In November, Pennsylvania’s output of natural gas exceeded 18.2 billion cubic feet per day, second only to Texas and over 20 percent of U.S. gas production. This has put Pennsylvania in the driver’s seat for economic growth and jobs creation.
When it comes to innovation, nothing can compare to the shale revolution. Today shale gas techniques are being successfully grafted onto manufacturing, where companies are using advanced analytics and automation to create unimagined new products.
The shale revolution has been a game changer in every sense of the word. But its continued success is not foreordained. Several matters are up for consideration that will have a vital effect on investment in energy production – and how Pennsylvania’s economy fares in the next several years.
If Gov. Tom Wolf’s latest effort to clamp a severance tax on natural gas production winds up chasing away investors, it will haunt the state for years to come. And it would expose Pennsylvania to the risk of a loss of revenue and jobs, while threatening the long-term health of the state’s economy.

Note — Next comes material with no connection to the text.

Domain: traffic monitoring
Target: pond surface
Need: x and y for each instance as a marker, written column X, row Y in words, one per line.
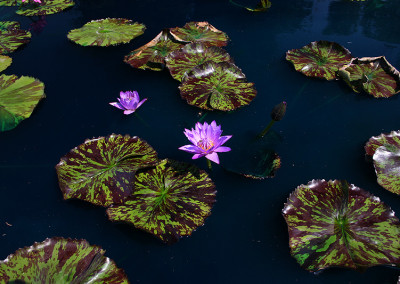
column 245, row 240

Jacking up taxes on gas production to pay for planned infrastructure improvements is a misguided attempt to deal with the state’s chronic problems in the short term that would cost billions in the long term. The state legislature has refused to approve the tax over the last several years, and for good reason. Pennsylvania already has a per well impact fee on gas production, which, when combined with other taxes paid by the industry as well as lease bonuses and royalties tied to natural gas development, more than compensates for the lack of a severance tax.

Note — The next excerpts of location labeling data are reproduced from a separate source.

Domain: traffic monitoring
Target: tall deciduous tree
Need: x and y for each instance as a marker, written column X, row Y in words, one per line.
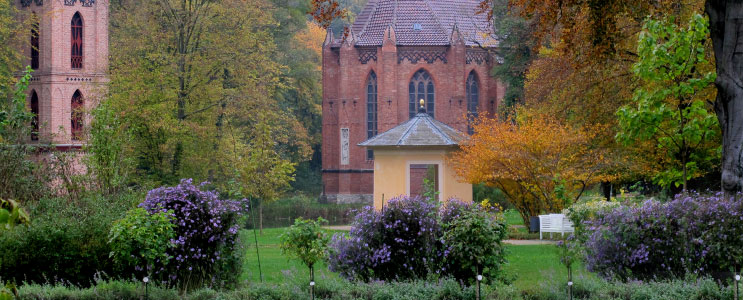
column 726, row 31
column 540, row 164
column 606, row 23
column 182, row 69
column 669, row 106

Both the Governor and other political leaders in the state made early and bold commitments to keep Pennsylvania competitive in gas production. Wolf has proposed economic incentives as part of a broader strategy, including the benefits that natural gas pipelines bring. However, if he shackles the oil and gas industry with a huge growth-killing severance tax, these commitments will mean little.

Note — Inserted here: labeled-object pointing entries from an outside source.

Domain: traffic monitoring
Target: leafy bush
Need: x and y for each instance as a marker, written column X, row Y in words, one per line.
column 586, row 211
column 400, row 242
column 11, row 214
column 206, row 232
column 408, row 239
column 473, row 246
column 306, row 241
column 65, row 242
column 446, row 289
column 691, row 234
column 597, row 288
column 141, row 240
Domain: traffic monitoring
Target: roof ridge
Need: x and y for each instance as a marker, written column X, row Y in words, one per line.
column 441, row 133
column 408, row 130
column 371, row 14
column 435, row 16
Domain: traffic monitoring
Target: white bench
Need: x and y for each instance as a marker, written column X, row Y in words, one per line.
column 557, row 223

Because oil and gas prices are low, energy companies are understandably looking for ways to pare down production costs and save energy and money too. Taxes mean less money can be spent on gas exploration and production. And taxes translate directly into lost profit to business and give companies a plausible excuse to pull up stakes and move elsewhere. And Pennsylvania would squander a chance to use committed funds for energy technologies that are potential revenue-producing engines like battery storage, advanced nuclear power, and electrification of transportation.
Like shale production, these are the types of advanced technologies that can make a difference. With innovation comes a stream of benefits – revenue, jobs, and new investments in radically new and different products that can potentially yield billions in consumer benefits. It’s nice to know the scales of technology and spending are enormous.